Bajram Bili, nouvel album Saturdays with no memory

Bonjour à vous,

Dernière sortie avant la pause estivale pour le label : le premier album de Bajram Bili, « Saturdays With No Memory », qui nous revient après deux eps et un single remarqués.

Les retours presse sont d’ores et déjà très élogieux. Jugez par vous-mêmes

«  »Merveilleux premier album »  (Sourdoreille)

« Bajram Bili fait partie de ces quelques énergumènes qu’il faudra chérir sur les prochains mois pour leur donner la chance, comme Rone, de sortir du petit cercle d’initiés. Avec des ascenseurs mélodiques de la trempe de Sky Osc Dealer, il n’est pas dit que Bajram Bili n’arrive pas à crever le plafond. » (Gonzaï)

« Le nouvel homme fort du « grand synthé à la française », cette musique qui s’est activement développée avec talent dans nos contrées depuis une dizaine d’années.
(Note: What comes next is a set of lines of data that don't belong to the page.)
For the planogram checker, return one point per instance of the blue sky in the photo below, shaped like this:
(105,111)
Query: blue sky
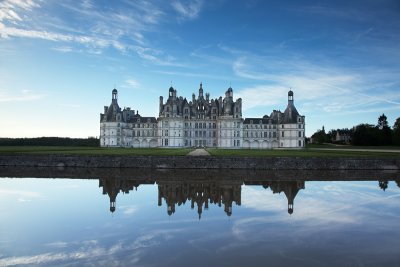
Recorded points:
(59,60)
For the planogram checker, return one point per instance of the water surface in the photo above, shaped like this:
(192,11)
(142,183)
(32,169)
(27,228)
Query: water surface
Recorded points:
(217,219)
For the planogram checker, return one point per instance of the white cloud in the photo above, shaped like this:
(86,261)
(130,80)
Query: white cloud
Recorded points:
(333,90)
(9,8)
(188,10)
(25,95)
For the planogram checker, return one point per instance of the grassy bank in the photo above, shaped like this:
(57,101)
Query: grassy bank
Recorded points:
(96,151)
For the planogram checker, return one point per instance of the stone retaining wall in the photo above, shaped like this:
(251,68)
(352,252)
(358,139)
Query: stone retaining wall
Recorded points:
(209,162)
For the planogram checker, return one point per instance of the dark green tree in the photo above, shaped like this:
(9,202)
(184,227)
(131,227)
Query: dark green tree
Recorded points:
(320,136)
(365,135)
(385,133)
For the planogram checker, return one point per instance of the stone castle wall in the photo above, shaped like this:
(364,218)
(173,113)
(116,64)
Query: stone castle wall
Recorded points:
(209,162)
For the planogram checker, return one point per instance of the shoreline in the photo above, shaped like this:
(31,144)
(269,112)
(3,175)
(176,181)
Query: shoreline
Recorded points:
(200,162)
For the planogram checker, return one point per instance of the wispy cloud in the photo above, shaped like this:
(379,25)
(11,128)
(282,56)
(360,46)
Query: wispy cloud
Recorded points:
(189,9)
(124,30)
(9,9)
(332,89)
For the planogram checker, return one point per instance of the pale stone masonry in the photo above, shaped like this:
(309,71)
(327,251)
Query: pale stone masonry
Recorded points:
(201,122)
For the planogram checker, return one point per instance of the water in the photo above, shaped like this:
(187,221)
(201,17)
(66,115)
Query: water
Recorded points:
(192,218)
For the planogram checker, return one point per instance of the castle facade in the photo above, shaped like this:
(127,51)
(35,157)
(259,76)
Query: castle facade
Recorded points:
(201,122)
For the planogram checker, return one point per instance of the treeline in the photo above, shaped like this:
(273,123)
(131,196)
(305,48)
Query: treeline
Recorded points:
(50,141)
(362,135)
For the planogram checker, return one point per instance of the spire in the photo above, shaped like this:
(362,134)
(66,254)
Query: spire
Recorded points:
(290,96)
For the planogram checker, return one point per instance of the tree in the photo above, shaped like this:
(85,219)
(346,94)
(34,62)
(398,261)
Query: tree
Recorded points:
(385,133)
(365,135)
(396,132)
(382,121)
(320,136)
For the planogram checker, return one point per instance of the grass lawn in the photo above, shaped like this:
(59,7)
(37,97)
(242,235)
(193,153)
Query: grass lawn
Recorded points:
(300,153)
(95,151)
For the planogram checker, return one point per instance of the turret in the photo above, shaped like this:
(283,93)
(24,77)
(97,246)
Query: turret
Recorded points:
(161,104)
(201,91)
(290,97)
(114,96)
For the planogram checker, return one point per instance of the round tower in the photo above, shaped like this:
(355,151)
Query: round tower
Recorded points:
(201,90)
(114,95)
(290,96)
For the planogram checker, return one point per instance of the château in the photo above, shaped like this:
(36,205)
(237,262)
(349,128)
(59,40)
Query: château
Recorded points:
(201,122)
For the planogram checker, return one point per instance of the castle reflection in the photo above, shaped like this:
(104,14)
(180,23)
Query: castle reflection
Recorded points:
(201,193)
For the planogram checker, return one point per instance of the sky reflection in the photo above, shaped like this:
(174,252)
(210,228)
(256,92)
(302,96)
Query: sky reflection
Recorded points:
(62,222)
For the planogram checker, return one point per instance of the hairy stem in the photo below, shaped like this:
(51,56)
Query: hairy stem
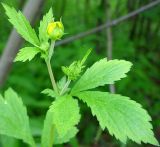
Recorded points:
(48,63)
(65,87)
(98,135)
(54,85)
(51,137)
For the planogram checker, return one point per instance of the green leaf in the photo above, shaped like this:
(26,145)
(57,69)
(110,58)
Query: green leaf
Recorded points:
(14,121)
(65,112)
(27,53)
(49,92)
(22,25)
(56,138)
(43,26)
(124,118)
(101,73)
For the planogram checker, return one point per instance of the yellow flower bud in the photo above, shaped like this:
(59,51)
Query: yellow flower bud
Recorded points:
(55,30)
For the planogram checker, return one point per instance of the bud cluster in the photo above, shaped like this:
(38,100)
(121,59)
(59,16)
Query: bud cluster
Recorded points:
(55,30)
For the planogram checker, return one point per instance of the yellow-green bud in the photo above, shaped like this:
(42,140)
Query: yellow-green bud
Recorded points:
(55,30)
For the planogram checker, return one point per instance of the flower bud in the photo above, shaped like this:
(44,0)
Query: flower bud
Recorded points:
(55,30)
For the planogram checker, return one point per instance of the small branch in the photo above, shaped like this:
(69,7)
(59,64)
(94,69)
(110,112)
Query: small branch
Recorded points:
(65,87)
(51,50)
(54,85)
(51,137)
(98,135)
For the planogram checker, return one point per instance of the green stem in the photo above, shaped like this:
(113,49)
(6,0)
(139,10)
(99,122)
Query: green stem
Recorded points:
(98,135)
(65,87)
(51,50)
(54,85)
(51,137)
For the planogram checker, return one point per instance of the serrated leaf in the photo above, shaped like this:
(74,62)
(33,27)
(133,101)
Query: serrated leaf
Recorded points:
(43,26)
(101,73)
(49,92)
(57,138)
(14,121)
(124,118)
(27,53)
(22,25)
(65,111)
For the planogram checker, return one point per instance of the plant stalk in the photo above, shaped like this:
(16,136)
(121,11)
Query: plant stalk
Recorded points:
(98,135)
(48,63)
(54,85)
(51,137)
(65,87)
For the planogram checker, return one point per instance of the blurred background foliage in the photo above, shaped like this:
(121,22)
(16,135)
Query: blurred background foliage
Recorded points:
(136,40)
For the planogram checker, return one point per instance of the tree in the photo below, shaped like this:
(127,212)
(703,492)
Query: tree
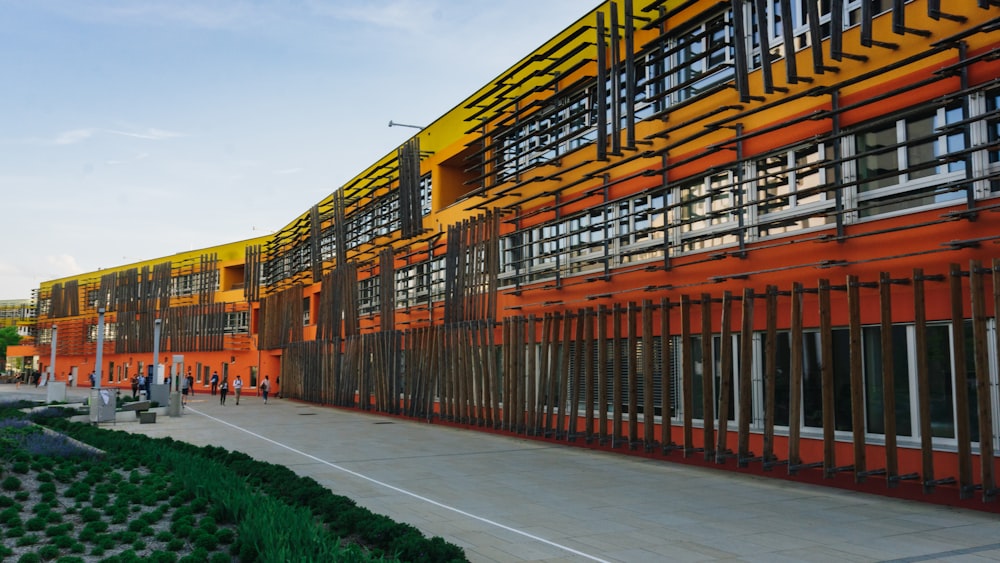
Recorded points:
(8,337)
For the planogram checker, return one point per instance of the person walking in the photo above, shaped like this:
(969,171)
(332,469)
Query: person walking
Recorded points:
(265,386)
(223,390)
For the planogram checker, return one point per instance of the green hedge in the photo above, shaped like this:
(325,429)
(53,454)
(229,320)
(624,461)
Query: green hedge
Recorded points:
(227,469)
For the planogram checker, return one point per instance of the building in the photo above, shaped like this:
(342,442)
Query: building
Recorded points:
(759,235)
(192,306)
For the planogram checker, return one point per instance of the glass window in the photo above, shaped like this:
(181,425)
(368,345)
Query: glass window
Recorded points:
(874,397)
(900,164)
(706,215)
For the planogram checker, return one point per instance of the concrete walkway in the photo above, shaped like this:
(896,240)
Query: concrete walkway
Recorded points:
(508,499)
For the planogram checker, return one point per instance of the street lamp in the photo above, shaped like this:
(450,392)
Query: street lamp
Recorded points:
(52,360)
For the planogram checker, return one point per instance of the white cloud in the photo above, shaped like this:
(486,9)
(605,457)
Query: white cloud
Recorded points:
(150,134)
(74,136)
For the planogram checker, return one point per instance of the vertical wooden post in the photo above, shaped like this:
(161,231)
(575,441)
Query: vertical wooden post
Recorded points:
(857,377)
(544,377)
(707,378)
(588,374)
(578,359)
(795,379)
(633,375)
(551,423)
(826,375)
(649,436)
(888,380)
(602,374)
(923,380)
(770,372)
(520,379)
(984,406)
(616,366)
(666,373)
(960,370)
(687,374)
(725,375)
(531,383)
(746,390)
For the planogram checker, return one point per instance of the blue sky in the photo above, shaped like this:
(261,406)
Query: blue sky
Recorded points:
(135,129)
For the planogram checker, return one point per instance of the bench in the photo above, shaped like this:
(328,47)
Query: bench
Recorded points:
(140,408)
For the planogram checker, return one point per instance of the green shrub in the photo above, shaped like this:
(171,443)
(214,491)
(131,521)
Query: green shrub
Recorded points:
(27,539)
(225,535)
(35,524)
(206,541)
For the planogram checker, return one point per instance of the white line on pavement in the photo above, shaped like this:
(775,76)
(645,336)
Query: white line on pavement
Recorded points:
(403,491)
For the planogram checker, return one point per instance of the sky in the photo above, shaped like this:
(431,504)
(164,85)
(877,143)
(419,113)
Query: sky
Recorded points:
(134,129)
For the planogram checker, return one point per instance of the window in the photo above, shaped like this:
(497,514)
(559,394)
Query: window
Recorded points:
(238,322)
(791,189)
(707,215)
(901,164)
(425,194)
(993,138)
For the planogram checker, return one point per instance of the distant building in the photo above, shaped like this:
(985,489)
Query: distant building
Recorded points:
(764,240)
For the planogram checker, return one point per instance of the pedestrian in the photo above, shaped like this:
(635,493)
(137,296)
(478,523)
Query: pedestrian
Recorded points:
(237,387)
(223,389)
(265,386)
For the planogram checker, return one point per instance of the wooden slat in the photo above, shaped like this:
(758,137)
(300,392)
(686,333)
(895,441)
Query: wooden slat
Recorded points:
(826,376)
(857,377)
(888,379)
(532,380)
(667,383)
(745,384)
(578,373)
(616,373)
(687,375)
(707,378)
(602,374)
(923,379)
(960,371)
(983,397)
(633,376)
(563,427)
(770,371)
(648,429)
(588,373)
(726,376)
(795,378)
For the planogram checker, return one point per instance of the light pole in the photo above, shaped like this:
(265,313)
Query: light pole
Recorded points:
(52,360)
(100,348)
(156,348)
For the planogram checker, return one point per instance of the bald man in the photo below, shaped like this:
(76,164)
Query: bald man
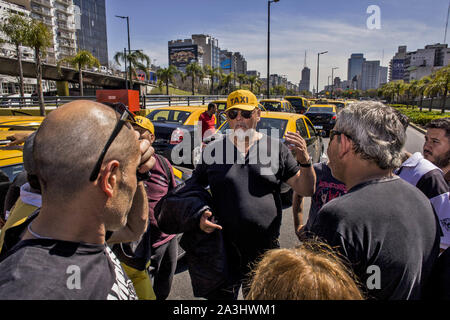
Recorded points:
(63,252)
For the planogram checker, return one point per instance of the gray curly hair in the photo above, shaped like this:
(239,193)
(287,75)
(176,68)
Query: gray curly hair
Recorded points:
(376,131)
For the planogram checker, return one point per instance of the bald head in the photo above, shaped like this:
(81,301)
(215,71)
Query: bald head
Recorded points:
(70,140)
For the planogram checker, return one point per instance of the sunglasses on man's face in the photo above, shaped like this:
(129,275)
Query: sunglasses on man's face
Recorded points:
(125,116)
(232,114)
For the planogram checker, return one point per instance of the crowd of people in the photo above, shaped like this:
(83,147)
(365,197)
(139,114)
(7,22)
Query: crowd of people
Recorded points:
(95,213)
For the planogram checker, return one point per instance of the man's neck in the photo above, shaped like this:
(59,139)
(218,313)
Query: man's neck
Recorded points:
(364,171)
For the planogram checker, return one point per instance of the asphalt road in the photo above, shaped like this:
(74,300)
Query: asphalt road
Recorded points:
(181,287)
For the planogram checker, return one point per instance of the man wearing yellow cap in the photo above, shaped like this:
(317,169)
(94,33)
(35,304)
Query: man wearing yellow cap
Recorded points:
(246,190)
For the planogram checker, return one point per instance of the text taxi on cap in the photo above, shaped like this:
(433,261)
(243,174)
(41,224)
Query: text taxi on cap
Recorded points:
(242,99)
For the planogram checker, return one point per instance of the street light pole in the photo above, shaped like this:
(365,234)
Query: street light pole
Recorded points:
(317,84)
(332,81)
(129,45)
(268,46)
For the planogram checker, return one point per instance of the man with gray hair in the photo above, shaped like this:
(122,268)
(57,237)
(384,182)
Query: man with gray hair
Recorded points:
(384,226)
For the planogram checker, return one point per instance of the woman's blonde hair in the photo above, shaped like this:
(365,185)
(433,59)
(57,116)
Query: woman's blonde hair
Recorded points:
(311,271)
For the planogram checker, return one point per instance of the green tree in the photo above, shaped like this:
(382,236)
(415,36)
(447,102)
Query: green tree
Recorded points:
(80,61)
(242,78)
(167,75)
(15,27)
(432,90)
(226,81)
(421,86)
(39,37)
(442,77)
(194,71)
(136,60)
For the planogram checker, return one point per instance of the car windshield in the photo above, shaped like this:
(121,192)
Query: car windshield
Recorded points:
(297,103)
(164,115)
(271,105)
(320,110)
(265,124)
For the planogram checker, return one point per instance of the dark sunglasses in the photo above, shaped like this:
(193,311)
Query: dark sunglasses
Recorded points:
(232,114)
(337,133)
(125,116)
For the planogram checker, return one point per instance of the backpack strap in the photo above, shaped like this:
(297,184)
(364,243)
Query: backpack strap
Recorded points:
(167,170)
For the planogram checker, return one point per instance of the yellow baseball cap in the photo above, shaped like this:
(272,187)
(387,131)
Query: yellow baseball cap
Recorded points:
(242,99)
(145,123)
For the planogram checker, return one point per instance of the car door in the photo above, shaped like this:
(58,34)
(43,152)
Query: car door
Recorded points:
(314,142)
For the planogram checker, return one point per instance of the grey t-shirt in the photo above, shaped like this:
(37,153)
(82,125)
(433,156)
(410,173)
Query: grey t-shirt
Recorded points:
(386,224)
(47,269)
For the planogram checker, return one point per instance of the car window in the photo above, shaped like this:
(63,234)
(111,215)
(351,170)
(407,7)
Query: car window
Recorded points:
(168,116)
(301,128)
(221,106)
(311,129)
(320,110)
(271,105)
(279,126)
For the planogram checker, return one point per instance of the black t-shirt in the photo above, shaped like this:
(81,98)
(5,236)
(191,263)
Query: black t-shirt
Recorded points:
(386,224)
(246,191)
(59,270)
(327,188)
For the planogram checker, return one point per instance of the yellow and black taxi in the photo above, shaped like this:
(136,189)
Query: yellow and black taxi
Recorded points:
(300,104)
(323,116)
(277,105)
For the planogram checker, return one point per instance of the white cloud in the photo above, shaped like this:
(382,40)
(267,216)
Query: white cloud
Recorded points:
(292,34)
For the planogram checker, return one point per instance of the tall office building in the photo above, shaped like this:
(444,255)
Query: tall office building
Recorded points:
(305,81)
(397,65)
(355,64)
(370,75)
(90,22)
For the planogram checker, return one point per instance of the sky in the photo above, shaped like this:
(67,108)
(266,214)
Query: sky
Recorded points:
(296,26)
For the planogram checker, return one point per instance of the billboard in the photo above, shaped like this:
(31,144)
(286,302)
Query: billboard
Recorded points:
(225,60)
(397,69)
(183,55)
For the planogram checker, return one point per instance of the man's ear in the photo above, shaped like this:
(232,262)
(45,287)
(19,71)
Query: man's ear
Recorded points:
(345,146)
(109,178)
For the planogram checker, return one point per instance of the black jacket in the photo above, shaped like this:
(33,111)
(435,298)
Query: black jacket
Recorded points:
(179,212)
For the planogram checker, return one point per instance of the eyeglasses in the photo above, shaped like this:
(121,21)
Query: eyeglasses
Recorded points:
(125,115)
(232,114)
(337,133)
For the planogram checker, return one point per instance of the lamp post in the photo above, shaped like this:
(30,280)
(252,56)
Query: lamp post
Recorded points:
(268,46)
(317,84)
(128,32)
(332,81)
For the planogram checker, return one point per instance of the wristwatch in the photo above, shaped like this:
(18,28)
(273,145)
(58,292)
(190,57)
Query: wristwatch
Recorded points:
(306,165)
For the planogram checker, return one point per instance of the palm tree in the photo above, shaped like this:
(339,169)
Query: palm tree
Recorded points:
(15,28)
(399,87)
(421,86)
(166,75)
(242,78)
(80,61)
(137,60)
(432,90)
(443,81)
(194,71)
(252,80)
(40,38)
(226,80)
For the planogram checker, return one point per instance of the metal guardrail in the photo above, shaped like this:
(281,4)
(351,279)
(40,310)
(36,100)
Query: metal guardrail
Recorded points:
(146,102)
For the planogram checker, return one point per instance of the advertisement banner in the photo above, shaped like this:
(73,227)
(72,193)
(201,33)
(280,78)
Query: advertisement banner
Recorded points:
(182,56)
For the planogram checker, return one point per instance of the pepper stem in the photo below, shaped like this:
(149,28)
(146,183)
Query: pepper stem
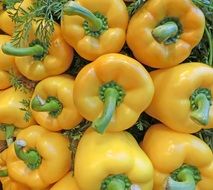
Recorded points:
(165,31)
(201,114)
(51,105)
(111,96)
(3,173)
(116,182)
(36,50)
(186,181)
(31,157)
(73,8)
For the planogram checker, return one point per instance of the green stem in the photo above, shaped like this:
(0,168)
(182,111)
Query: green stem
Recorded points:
(3,173)
(185,181)
(208,33)
(165,31)
(111,96)
(31,157)
(36,50)
(201,114)
(51,105)
(9,133)
(73,8)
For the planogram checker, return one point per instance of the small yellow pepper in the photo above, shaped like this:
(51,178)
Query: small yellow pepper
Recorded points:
(111,161)
(6,181)
(181,161)
(68,182)
(162,33)
(6,23)
(52,103)
(13,111)
(36,62)
(112,92)
(7,64)
(183,97)
(38,157)
(94,27)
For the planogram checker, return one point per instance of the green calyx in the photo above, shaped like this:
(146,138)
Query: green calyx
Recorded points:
(167,31)
(112,95)
(200,103)
(185,178)
(116,182)
(35,49)
(30,157)
(95,23)
(90,31)
(51,105)
(9,132)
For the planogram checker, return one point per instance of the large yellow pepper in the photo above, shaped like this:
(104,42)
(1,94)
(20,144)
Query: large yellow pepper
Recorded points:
(116,86)
(111,161)
(181,161)
(6,23)
(183,97)
(38,157)
(6,181)
(13,111)
(7,64)
(35,63)
(162,33)
(68,182)
(95,27)
(52,103)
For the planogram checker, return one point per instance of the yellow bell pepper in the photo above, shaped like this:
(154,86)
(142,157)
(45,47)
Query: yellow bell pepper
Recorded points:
(38,157)
(6,181)
(162,33)
(52,103)
(116,86)
(111,161)
(7,64)
(183,97)
(13,111)
(36,62)
(6,23)
(93,28)
(68,182)
(181,161)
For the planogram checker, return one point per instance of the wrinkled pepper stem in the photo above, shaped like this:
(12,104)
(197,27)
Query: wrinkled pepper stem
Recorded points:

L’album Saturdays With No Memory réussit à faire avancer tout le travail de réhabilitation et de réinvention d’un patrimoine 70’s initié par ses pairs, Etienne Jaumet en tête. » (Villa Schweppes)

« Adrien se lâche sur la boucle et la réverb pour proposer un paysage musical qu’on perçoit surtout par écholocation. C’est une approche analogique qui répercute les ondes d’un relief à la texture fuyante, à la consistance théorique, évanescente, jusqu’à ce retour plus intense du flux qui nous projette devant la réalité sonore de l’obstacle, sa tangibilité. » (Hartzine)

« Un sentiment de liberté domine cet album. Liberté dans le travail de composition, dans le jeu entre l’homme et ses machines et, bien sûr, dans l’univers qui en résulte. Bajram Bili signe un superbe album dont on sent bien qu’il n’est pas une fin en soit, juste l’instantané d’expérimentations qu’il n’aura de cesse de poursuivre. » (Froggy’s delight)

« Adrien Gachet laisse ainsi émerger toute sa sensibilité qu’il distille à petites touches d’adjonctions organiques. Tout ceci parait simple mais relève en fait d’un processus mûrement réfléchi, pour trouver cet équilibre qui distingue un disque de la trempe de Satursdays With No Memory du gros des productions électroniques. » (Sun burns out)

« « Saturday With No Memory » hypnotise l’auditeur sans que celui ci finisse la bouche à demi molle et le regard aussi vide que la pensée réfractaire à l’ouverture. Les répétitions et les nappes ne sont pas disposées pour l’endormissement, mais pour un retour sur soi, pour sentir en soi….ce temps qui passe. » (A découvrir absolument)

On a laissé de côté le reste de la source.